Derweil tut sich das sonst auch gegenüber dem eigenen Haus kritische NDR-Medienmagazin " Zapp " mit der Ki.Ka-Affäre schwer. Obwohl der MDR die Ergebnisse der Revision bereits vorvergangenen Freitag veröffentlichte, berichtete "Zapp" vergangenen Mittwoch nicht. Dafür zeigte das Magazin einen harmlosen Beitrag über Praktikanten im Journalismus von Tina Schober - der Lebensgefährtin Beckmanns.
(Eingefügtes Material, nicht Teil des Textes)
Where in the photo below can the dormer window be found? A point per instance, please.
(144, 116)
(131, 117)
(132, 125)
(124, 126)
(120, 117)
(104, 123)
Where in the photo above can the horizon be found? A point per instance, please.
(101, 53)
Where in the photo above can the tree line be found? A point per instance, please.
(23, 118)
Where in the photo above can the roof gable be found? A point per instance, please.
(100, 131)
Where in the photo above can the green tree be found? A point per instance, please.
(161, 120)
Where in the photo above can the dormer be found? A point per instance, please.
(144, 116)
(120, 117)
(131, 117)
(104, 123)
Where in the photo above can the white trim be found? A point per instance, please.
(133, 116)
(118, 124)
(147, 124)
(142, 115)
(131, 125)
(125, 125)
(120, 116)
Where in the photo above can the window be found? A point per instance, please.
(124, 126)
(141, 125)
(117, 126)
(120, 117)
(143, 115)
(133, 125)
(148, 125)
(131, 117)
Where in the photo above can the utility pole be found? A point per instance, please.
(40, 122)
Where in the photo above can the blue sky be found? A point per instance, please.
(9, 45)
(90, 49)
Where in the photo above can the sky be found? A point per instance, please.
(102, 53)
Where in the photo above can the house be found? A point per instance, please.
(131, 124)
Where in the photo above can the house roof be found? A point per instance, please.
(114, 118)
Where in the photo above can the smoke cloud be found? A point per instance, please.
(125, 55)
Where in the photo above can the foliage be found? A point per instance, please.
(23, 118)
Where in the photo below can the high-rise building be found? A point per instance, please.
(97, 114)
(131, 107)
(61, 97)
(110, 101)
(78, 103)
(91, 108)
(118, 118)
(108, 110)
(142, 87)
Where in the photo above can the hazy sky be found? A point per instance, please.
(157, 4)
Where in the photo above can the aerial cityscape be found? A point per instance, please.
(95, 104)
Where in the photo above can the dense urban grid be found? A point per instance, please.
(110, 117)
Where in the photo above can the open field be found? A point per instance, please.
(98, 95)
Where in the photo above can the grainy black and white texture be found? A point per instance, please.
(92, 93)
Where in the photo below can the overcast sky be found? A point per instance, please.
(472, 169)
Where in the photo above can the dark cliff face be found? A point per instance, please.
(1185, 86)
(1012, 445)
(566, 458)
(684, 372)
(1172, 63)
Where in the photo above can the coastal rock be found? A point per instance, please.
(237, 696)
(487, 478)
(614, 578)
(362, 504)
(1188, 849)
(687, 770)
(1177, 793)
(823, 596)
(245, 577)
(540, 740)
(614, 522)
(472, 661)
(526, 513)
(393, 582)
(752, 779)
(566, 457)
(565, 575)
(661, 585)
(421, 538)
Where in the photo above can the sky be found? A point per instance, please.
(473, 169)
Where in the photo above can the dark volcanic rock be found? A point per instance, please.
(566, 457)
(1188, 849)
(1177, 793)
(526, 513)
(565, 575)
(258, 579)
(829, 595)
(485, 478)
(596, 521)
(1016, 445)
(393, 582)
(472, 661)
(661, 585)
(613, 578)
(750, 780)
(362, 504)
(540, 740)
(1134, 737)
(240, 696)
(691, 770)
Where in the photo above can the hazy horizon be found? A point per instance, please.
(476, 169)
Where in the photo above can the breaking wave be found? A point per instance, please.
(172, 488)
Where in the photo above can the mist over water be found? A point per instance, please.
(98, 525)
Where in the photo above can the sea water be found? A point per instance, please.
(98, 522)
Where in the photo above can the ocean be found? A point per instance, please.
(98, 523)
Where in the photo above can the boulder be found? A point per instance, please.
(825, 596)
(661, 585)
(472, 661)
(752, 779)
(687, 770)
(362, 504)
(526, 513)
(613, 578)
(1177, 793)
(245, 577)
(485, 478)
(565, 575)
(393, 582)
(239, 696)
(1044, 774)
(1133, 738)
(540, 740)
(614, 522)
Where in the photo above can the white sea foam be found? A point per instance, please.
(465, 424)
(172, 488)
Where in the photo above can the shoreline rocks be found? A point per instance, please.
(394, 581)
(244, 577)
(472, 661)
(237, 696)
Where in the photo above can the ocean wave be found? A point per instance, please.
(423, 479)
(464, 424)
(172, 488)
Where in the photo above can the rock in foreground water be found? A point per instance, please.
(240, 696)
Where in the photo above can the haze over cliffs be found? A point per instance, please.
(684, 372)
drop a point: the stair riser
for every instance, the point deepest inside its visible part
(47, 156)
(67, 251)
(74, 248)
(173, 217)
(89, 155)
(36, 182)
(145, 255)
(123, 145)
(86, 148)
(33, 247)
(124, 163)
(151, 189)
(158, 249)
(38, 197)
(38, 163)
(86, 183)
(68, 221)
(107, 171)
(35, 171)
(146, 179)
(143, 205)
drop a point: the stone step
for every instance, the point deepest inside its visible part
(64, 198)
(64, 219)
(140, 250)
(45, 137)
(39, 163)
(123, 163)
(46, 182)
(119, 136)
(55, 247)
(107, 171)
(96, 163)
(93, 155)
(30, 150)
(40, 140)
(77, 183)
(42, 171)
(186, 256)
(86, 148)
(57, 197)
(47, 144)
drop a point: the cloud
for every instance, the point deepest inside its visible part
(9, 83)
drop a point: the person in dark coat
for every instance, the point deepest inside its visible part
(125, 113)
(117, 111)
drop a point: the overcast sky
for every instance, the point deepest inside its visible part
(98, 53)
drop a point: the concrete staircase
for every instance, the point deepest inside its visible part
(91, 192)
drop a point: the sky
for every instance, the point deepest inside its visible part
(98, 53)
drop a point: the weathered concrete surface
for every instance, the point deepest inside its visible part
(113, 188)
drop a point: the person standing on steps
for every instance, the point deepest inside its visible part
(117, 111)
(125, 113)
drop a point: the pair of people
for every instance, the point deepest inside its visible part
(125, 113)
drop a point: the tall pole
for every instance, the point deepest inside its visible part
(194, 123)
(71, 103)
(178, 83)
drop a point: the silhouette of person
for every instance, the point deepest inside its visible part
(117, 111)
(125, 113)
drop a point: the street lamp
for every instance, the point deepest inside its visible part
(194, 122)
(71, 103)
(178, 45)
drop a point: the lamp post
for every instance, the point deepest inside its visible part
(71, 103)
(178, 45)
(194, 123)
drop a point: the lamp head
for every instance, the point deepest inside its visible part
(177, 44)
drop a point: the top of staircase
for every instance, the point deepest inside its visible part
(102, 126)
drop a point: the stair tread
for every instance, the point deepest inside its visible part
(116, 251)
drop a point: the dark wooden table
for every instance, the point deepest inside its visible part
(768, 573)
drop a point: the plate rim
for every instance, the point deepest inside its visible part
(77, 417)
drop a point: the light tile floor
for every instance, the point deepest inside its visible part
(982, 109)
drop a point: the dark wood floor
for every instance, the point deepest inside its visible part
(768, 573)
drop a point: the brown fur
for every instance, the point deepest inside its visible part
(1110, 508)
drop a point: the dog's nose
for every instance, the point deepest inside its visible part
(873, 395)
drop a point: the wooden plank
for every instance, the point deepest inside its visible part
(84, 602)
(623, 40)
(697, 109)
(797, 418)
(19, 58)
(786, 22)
Burkhard Schmidt , seit 1997 Geschäftsführer der Jahr Holding , in der die Verlegerfamilie Jahr ihre Unternehmensanteile bündelt, so auch die am Zeitschriftenhaus Gruner + Jahr , verlässt das Unternehmen zum 15. April. Er wolle sich mit 50 Jahren den Wunsch erfüllen, eine eigene Vermögensverwaltung zu gründen, sagt Schmidt, der auch stellvertretender Aufsichtsratsvorsitzender von Gruner + Jahr ist. Auch dieses Amt wird er niederlegen. Sein Nachfolger bei der Jahr Holding wird Winfried Steeger , ein 61-jähriger Gesellschaftsrechtler aus der Kanzlei Freshfields Bruckhaus Deringer , die bisher schon die Jahrs beriet.